- Location of Heard Island and McDonald Islands on the globe
- Interactive map of Ealey Glacier
- Type: cirque/tidewater
- Location: Heard Island Territory of Heard Island and McDonald Islands Australia
- Coordinates: 53°2′S 73°35′E﻿ / ﻿53.033°S 73.583°E
- Thickness: 55 m (180 ft)
- Terminus: close southeast of Cape Bidlingmaier, between Melbourne Bluff and North Barrier
- Status: Retreating

= Ealey Glacier =

Glacier of Heard Island in the southern Indian Ocean

Ealey Glacier is a glacier, flowing northeast from the lower slopes of the Big Ben massif to the northeast side of Heard Island in the southern Indian Ocean. Its terminus is located close southeast of Cape Bidlingmaier, between Melbourne Bluff and North Barrier. The glacier terminates in ice cliffs. To the southeast of Ealey Glacier is Compton Glacier, whose terminus is located at Compton Lagoon, between Gilchrist Beach and Fairchild Beach.
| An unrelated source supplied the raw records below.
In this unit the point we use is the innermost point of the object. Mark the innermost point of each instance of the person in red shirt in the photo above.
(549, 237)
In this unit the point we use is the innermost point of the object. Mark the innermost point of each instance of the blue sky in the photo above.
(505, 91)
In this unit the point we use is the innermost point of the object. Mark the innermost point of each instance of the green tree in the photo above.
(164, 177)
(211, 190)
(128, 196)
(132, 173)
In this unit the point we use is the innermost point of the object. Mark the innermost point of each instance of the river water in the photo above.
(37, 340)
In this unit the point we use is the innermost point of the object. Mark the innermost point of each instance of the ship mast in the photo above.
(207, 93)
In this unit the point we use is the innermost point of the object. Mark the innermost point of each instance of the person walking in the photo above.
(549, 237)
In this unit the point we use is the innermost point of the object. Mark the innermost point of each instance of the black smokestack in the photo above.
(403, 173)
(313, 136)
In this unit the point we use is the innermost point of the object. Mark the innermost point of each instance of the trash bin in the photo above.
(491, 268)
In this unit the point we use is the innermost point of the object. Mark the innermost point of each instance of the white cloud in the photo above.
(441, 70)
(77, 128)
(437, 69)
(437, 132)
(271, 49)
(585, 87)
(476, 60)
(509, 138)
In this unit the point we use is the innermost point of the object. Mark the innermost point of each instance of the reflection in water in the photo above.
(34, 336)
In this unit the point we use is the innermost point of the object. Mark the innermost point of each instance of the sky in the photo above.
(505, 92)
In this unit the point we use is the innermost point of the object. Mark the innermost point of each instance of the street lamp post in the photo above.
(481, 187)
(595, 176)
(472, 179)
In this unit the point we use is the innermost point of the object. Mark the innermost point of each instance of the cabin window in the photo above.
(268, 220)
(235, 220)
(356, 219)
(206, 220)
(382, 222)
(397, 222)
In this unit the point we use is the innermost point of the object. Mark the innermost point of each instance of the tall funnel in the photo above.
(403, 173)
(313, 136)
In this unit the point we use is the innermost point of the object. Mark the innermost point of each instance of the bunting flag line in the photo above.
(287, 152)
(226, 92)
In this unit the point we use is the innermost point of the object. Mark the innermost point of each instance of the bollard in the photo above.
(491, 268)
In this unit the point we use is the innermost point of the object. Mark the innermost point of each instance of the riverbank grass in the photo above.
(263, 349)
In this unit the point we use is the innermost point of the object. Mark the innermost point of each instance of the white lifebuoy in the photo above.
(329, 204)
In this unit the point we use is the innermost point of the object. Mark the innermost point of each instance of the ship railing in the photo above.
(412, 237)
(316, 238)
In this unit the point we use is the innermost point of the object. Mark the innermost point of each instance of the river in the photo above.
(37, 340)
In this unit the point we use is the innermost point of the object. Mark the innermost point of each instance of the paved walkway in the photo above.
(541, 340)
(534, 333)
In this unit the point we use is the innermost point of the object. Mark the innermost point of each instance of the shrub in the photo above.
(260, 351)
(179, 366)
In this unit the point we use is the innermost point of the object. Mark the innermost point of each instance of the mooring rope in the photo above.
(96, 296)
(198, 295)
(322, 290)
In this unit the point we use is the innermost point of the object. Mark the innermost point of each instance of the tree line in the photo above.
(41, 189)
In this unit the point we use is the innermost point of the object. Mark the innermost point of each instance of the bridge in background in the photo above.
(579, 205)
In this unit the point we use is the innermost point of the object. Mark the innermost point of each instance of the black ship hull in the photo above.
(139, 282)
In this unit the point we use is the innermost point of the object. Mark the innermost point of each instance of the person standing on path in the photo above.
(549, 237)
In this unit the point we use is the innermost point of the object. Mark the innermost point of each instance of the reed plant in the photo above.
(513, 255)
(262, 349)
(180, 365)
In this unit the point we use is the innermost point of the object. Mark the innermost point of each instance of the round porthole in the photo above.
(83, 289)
To the west of Ealey Glacier is Downes Glacier, whose terminus is located at Mechanics Bay, between Saddle Point and Cape Bidlingmaier.

==Discovery and naming==
Ealey Glacier is named after E. H. M. "Tim" Ealey, biologist on the 1949 ANARE Heard Island Expedition who crossed the glacier during a biological survey en route to Spit Point.